BlackxSnow commented 1 month ago

It can be micro-architecture specific behavior of handling mem operands. Intensive loop may also increase the chance to mess things up by branch predictor and out-of-order execution.

On my Ice Lake-SP there's merely no difference:

BenchmarkDotNet v0.13.12, Windows 11 (10.0.22631.4169/23H2/2023Update/SunValley3)
Intel Core i9-10900X CPU 3.70GHz, 1 CPU, 20 logical and 10 physical cores
.NET SDK 9.0.100-rc.1.24452.12
  [Host]     : .NET 8.0.8 (8.0.824.36612), X64 RyuJIT AVX-512F+CD+BW+DQ+VL
  Job-TIZHRT : .NET 6.0.33 (6.0.3324.36610), X64 RyuJIT AVX2
  Job-RVIHQI : .NET 8.0.8 (8.0.824.36612), X64 RyuJIT AVX-512F+CD+BW+DQ+VL
  Job-UKHFVG : .NET 9.0.0 (9.0.24.43107), X64 RyuJIT AVX-512F+CD+BW+DQ+VL

| Method                                | Runtime  | Mean     | Error     | StdDev    |
|-------------------------------------- |--------- |---------:|----------:|----------:|
| Property_ReadWrite_Write_Add          | .NET 6.0 | 1.193 us | 0.0063 us | 0.0053 us |
| Property_ReadWrite_Write_Add_Separate | .NET 6.0 | 1.201 us | 0.0034 us | 0.0030 us |
| Property_ReadWrite_Write_Add          | .NET 8.0 | 1.185 us | 0.0102 us | 0.0090 us |
| Property_ReadWrite_Write_Add_Separate | .NET 8.0 | 1.197 us | 0.0161 us | 0.0134 us |
| Property_ReadWrite_Write_Add          | .NET 9.0 | 1.213 us | 0.0114 us | 0.0101 us |
| Property_ReadWrite_Write_Add_Separate | .NET 9.0 | 1.210 us | 0.0163 us | 0.0144 us |

Manually unroll the loop by manipulating 8 properties in a row may also make the performance closer.

Your results exclude .NET 7. I'm wondering whether you see the same bump in execution time for Add (compared to Add_Separate that I do.

huoyaoyuan commented 1 month ago

Your results exclude .NET 7.

I just executed on what I have on my machine. 6.0 represents for pre-8.0 which doesn't include the codegen change.

I'm wondering whether you see the same bump in execution time for Add (compared to Add_Separate that I do.

The behavior seems consistent for each micro-architecture.

Ice Lake-SP, Gracemont: everything looks fine.
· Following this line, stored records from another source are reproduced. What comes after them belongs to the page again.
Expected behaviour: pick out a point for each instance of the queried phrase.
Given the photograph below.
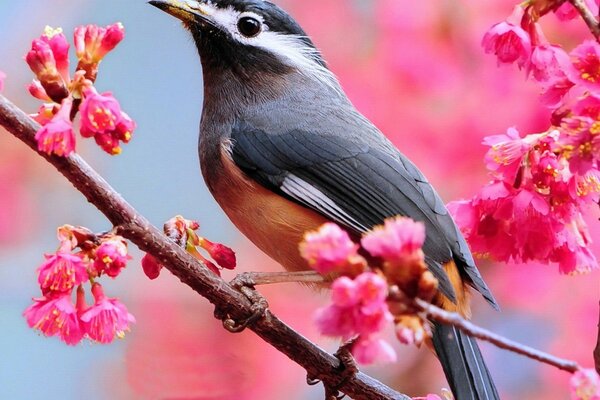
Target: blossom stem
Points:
(473, 330)
(597, 349)
(318, 363)
(587, 16)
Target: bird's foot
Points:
(346, 370)
(244, 283)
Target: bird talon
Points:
(245, 285)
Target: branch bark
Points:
(588, 17)
(473, 330)
(597, 349)
(135, 227)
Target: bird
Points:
(283, 150)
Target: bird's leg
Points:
(346, 370)
(267, 278)
(245, 283)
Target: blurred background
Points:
(415, 68)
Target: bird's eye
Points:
(249, 26)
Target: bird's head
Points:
(253, 40)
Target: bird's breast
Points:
(273, 223)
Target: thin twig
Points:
(597, 349)
(471, 329)
(135, 227)
(588, 17)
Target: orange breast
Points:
(274, 224)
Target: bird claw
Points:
(346, 370)
(244, 284)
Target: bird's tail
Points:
(463, 364)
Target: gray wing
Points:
(358, 186)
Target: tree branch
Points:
(597, 349)
(135, 227)
(588, 17)
(471, 329)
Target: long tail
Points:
(463, 364)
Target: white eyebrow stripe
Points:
(291, 49)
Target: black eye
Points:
(249, 26)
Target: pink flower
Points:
(506, 152)
(60, 50)
(400, 238)
(328, 249)
(102, 118)
(57, 136)
(508, 41)
(111, 256)
(585, 385)
(106, 319)
(585, 66)
(61, 272)
(100, 113)
(55, 317)
(359, 307)
(37, 90)
(92, 42)
(372, 350)
(548, 62)
(223, 255)
(151, 266)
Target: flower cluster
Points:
(65, 96)
(368, 295)
(541, 183)
(183, 232)
(585, 385)
(66, 271)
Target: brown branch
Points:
(471, 329)
(588, 17)
(135, 227)
(597, 349)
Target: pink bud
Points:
(222, 254)
(106, 319)
(57, 136)
(111, 256)
(151, 266)
(55, 316)
(92, 42)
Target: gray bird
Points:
(283, 150)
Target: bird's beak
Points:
(188, 11)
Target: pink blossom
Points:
(223, 255)
(400, 238)
(358, 307)
(567, 12)
(45, 113)
(548, 62)
(100, 113)
(506, 152)
(57, 136)
(372, 350)
(328, 249)
(106, 319)
(151, 266)
(111, 256)
(60, 49)
(102, 118)
(585, 66)
(585, 385)
(508, 41)
(37, 90)
(92, 42)
(61, 272)
(55, 316)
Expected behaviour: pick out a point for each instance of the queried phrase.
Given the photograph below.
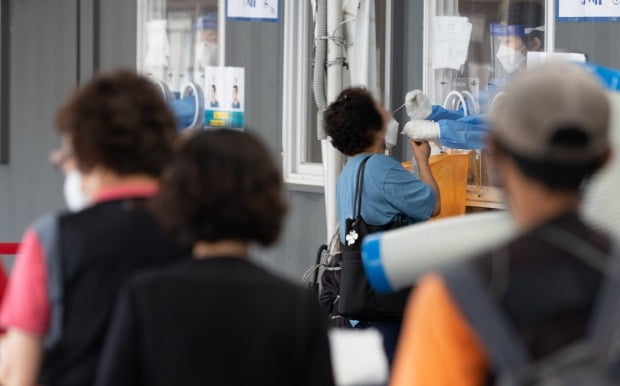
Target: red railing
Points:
(9, 248)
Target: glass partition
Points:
(472, 48)
(177, 39)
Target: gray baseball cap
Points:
(553, 112)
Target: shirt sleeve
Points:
(26, 303)
(408, 194)
(437, 346)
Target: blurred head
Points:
(355, 121)
(552, 126)
(222, 185)
(117, 122)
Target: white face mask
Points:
(510, 59)
(391, 134)
(75, 198)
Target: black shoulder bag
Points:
(357, 299)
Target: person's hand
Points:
(422, 130)
(418, 105)
(421, 150)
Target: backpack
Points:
(593, 360)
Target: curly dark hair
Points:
(119, 121)
(352, 121)
(221, 185)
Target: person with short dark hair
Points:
(218, 318)
(117, 136)
(357, 125)
(549, 134)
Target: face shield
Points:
(508, 49)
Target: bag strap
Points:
(47, 229)
(357, 206)
(504, 349)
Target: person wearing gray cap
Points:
(495, 316)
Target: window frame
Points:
(295, 106)
(4, 82)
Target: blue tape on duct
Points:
(371, 257)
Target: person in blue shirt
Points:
(357, 125)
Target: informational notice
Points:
(588, 10)
(224, 97)
(253, 10)
(450, 41)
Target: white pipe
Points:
(332, 158)
(394, 259)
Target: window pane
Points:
(475, 47)
(177, 39)
(313, 145)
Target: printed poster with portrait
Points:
(224, 90)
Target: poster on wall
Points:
(253, 10)
(224, 97)
(588, 10)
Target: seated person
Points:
(549, 135)
(357, 125)
(218, 318)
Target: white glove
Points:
(418, 105)
(422, 130)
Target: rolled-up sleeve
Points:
(26, 303)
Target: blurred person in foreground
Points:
(218, 318)
(117, 135)
(549, 135)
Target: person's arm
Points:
(422, 152)
(121, 356)
(20, 358)
(25, 314)
(436, 345)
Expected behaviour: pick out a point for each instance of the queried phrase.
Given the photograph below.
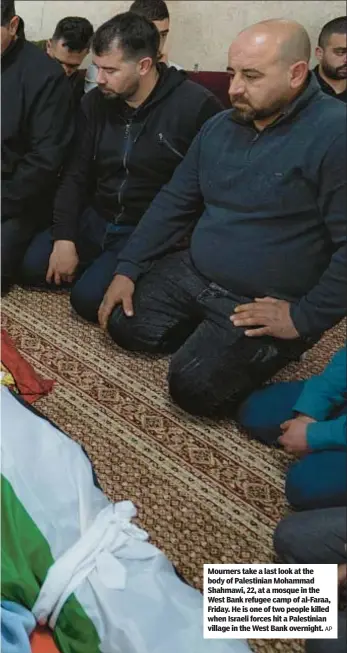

Zen 4: Significantly slow for the pre-8.0 Add codegen, fine for others. Golden Cove: Significantly slow for the post-8.0 codegen.

JulieLeeMSFT commented 1 month ago

@BruceForstall, PTAL when we get Meteor lake laptops this year. cc @dotnet/jit-contrib.

BlackxSnow commented 1 month ago

.net 7.0:

| Method                                | Mean       | Error   | StdDev  |
|-------------------------------------- |-----------:|--------:|--------:|
| Property_ReadWrite_Write_Add          | 1,379.6 ns | 6.49 ns | 5.42 ns |
| Property_ReadWrite_Write_Add_Separate |   196.1 ns | 2.78 ns | 2.47 ns |

.net 8.0 (same on net9.0):

| Method                                | Mean     | Error   | StdDev  |
|-------------------------------------- |---------:|--------:|--------:|
| Property_ReadWrite_Write_Add          | 194.6 ns | 2.45 ns | 2.17 ns |
| Property_ReadWrite_Write_Add_Separate | 193.7 ns | 1.31 ns | 1.02 ns |

so looks like everything is okay?

What architecture were these run on? Yours are the only results I've seen that mimic my system.

huoyaoyuan commented 1 month ago

What architecture were these run on? Yours are the only results I've seen that mimic my system.

I remember Egor uses R9-7950X. It's also Zen 4.